Frits juga mengatakan pasukannya akan terus melakukan pembersihan terhadap anggota KKSB.

Kampung Jagamin ini adalah salah satu tempat mereka lari. Jadi tadi kami mengejar tapi tujuan kami adalah mengevakuasi masyarakat, sambungnya.

Frits menambahkan kelompok yang masuk ke Kampung Aroanop itu masih merupakan bagian dari KKSB pimpinan Joni Botak dan Sabinus Waker.

Pada 6 April lalu, TNI juga berhasil merebut kembali enam kampung yang diduga sudah dikuasai oleh Tentara Pembebasan Nasional Papua Barat (TPNPB) Organisasi Papua Merdeka (OPM) di Bandi, Tembagapura, Timika Papua.

Proses pembersihan di wilayah Banti dimulai pada Minggu (1/4) dan Senin (2/4),diwarnai baku tembak yang menimbulkan korban jiwa.

Dari serangan itu terdapat satu rumah warga yang terbakar.

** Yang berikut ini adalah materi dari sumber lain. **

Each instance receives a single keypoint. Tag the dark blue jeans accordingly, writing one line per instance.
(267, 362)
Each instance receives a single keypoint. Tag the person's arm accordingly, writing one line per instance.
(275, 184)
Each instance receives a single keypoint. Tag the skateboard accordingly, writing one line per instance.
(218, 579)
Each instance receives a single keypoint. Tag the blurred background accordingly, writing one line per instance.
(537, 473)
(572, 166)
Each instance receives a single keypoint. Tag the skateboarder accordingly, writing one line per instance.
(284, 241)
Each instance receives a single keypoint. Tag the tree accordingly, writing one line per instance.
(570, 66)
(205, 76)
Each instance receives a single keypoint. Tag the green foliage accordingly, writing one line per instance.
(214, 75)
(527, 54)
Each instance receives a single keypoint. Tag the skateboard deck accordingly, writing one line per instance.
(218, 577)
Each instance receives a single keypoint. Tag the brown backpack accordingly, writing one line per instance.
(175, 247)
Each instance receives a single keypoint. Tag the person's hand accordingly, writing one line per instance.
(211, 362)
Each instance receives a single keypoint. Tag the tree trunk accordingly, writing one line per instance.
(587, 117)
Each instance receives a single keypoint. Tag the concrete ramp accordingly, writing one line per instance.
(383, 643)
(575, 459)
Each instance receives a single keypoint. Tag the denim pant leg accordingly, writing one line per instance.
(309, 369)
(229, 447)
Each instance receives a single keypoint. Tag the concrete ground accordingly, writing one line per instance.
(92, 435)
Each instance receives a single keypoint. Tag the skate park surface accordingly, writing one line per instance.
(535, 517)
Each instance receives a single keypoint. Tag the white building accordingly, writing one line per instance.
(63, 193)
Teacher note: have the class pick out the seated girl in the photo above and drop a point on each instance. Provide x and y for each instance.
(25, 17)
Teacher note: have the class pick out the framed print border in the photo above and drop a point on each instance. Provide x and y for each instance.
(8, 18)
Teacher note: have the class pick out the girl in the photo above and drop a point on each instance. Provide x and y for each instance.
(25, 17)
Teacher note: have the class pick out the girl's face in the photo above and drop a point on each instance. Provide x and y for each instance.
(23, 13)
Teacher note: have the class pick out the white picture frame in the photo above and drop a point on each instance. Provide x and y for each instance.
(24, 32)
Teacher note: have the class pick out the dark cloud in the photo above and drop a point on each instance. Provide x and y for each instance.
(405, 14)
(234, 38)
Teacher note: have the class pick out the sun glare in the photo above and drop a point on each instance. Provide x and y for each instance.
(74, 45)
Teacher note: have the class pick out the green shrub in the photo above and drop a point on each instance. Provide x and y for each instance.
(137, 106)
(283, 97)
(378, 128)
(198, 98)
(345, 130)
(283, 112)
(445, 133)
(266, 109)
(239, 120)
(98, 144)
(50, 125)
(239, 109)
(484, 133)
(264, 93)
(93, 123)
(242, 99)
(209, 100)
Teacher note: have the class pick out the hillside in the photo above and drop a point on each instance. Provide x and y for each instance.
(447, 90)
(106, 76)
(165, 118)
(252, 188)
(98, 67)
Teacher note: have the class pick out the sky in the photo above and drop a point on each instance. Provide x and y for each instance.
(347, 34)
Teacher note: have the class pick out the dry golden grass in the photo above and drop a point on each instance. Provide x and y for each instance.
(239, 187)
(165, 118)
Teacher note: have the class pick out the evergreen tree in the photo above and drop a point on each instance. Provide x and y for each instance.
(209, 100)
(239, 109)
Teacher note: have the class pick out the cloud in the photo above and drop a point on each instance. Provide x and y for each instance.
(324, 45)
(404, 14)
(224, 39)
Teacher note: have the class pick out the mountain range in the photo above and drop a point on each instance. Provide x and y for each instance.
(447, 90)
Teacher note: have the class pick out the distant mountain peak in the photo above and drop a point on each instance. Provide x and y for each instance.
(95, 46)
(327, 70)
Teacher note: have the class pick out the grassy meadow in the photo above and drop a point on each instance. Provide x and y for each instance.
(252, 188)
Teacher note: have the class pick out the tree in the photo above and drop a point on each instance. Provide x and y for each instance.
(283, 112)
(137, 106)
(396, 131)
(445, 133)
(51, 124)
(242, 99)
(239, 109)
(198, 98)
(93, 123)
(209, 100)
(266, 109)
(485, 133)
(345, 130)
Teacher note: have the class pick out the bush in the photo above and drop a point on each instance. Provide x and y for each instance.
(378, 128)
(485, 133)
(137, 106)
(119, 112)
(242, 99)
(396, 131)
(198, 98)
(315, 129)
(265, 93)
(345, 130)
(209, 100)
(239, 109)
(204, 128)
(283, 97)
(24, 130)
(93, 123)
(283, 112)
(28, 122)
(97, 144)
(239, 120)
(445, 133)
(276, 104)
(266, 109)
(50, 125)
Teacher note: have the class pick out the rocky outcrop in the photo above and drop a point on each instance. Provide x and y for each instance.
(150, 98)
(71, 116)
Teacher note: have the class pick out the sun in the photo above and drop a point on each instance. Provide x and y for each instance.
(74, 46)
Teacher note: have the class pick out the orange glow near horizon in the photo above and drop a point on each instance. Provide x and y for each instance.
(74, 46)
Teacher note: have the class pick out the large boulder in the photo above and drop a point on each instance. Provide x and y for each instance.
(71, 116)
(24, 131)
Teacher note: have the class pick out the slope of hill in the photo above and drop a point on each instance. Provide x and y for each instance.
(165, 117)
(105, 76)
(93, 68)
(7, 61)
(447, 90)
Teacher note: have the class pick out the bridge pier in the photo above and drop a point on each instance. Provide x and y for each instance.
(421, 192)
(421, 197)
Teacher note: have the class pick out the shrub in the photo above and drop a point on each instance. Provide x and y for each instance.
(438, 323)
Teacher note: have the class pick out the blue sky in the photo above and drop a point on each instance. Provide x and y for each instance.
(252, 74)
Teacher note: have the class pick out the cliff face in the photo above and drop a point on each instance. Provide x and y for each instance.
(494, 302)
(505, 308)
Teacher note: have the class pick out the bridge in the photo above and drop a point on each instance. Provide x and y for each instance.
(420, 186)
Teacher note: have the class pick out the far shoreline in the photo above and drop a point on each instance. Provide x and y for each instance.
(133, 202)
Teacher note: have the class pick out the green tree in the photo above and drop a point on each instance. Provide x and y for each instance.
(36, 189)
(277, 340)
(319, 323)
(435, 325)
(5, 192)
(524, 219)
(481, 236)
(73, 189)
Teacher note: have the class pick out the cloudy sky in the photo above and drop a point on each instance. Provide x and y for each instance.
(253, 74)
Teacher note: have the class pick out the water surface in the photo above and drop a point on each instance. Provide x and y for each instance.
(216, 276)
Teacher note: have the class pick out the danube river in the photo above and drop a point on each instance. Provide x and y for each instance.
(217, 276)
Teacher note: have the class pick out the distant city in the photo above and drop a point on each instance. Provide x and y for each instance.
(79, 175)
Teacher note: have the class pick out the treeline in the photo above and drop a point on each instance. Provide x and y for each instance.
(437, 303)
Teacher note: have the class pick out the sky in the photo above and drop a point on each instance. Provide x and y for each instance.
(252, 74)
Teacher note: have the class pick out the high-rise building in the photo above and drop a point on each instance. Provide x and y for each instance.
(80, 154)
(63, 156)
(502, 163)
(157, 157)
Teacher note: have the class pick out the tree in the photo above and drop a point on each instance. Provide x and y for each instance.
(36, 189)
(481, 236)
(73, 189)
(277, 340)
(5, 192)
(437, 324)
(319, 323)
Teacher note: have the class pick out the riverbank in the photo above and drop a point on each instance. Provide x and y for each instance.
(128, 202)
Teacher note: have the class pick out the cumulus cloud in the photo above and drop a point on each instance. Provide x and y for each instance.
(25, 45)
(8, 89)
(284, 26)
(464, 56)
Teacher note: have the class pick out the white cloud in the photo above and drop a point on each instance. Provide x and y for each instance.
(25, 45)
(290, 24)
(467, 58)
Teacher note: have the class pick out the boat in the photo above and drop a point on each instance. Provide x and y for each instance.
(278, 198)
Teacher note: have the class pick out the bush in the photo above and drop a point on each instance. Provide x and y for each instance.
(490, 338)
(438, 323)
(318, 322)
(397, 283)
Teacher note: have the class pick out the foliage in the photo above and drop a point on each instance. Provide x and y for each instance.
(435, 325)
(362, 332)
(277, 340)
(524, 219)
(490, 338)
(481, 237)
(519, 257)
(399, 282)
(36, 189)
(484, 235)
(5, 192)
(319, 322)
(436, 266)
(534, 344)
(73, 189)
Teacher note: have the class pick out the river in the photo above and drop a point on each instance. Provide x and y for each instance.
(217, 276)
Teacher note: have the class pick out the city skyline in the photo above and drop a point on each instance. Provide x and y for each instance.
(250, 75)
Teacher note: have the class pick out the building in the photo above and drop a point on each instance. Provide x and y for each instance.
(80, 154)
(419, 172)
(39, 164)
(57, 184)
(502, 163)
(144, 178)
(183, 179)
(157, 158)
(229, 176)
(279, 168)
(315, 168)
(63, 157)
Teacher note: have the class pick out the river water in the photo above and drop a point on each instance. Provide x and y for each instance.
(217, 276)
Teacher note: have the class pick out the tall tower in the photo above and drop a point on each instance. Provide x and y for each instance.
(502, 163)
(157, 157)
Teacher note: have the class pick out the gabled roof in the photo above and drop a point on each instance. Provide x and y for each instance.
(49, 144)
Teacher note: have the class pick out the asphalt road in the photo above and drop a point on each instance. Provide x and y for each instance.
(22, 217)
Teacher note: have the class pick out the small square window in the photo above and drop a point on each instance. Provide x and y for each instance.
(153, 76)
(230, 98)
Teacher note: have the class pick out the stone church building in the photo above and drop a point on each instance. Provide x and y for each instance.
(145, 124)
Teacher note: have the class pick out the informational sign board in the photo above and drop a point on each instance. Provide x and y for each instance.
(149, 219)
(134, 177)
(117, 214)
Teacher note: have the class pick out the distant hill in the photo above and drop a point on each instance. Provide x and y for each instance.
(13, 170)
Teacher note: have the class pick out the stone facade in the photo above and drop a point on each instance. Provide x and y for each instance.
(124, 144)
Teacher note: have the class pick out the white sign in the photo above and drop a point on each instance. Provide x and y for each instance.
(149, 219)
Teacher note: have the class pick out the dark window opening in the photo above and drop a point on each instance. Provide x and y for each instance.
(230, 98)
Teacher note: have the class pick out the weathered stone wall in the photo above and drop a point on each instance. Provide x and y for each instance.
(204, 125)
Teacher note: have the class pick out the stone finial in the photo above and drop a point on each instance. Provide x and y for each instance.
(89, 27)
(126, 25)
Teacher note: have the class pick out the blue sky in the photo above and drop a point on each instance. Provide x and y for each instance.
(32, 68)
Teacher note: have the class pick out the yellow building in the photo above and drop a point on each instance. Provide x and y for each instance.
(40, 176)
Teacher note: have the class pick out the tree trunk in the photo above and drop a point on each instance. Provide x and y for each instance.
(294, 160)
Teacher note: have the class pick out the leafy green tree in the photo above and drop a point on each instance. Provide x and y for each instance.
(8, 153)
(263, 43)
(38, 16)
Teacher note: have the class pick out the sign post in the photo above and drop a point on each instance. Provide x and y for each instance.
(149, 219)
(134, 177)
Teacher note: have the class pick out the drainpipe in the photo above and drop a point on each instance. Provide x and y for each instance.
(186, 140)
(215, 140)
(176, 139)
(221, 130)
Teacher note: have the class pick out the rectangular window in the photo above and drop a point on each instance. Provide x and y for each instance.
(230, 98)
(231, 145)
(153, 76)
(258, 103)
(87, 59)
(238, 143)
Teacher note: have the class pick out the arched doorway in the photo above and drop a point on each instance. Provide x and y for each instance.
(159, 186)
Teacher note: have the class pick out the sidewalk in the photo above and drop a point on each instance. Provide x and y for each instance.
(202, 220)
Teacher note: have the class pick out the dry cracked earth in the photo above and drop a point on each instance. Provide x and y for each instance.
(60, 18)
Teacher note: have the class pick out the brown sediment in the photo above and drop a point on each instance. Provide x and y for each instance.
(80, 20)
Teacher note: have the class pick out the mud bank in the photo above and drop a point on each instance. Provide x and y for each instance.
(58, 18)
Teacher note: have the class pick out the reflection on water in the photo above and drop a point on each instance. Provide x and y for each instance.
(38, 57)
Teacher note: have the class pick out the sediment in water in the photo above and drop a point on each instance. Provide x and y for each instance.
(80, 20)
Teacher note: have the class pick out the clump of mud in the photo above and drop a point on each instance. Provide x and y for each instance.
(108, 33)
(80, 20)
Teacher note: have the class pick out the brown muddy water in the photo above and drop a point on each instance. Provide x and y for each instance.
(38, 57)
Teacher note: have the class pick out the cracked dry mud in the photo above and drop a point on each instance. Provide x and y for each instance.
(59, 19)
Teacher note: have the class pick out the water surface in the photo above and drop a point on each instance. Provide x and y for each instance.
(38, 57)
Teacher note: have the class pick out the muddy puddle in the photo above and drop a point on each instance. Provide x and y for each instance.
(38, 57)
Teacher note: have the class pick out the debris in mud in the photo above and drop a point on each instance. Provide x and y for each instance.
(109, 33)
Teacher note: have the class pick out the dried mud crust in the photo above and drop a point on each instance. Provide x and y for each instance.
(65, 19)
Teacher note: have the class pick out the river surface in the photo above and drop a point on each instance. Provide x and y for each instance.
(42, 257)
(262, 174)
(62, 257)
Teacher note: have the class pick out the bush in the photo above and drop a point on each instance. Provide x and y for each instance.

Mereka yang menjadi korban masih belum dievakuasi. Dari TPN 1 orang, ujar Hendrik.

Pihak TNI, Kepala Penerangan Kodam XVII/Cenderawasih Kolonel Inf Muhammad Aidi menjelaskan akibat serangan tersebut, seorang prajurit TNI  dari Yonif 751/Raider, Prajurit Satu Vicky Rumpasium tewas di tempat.
Diberdayakan oleh Blogger.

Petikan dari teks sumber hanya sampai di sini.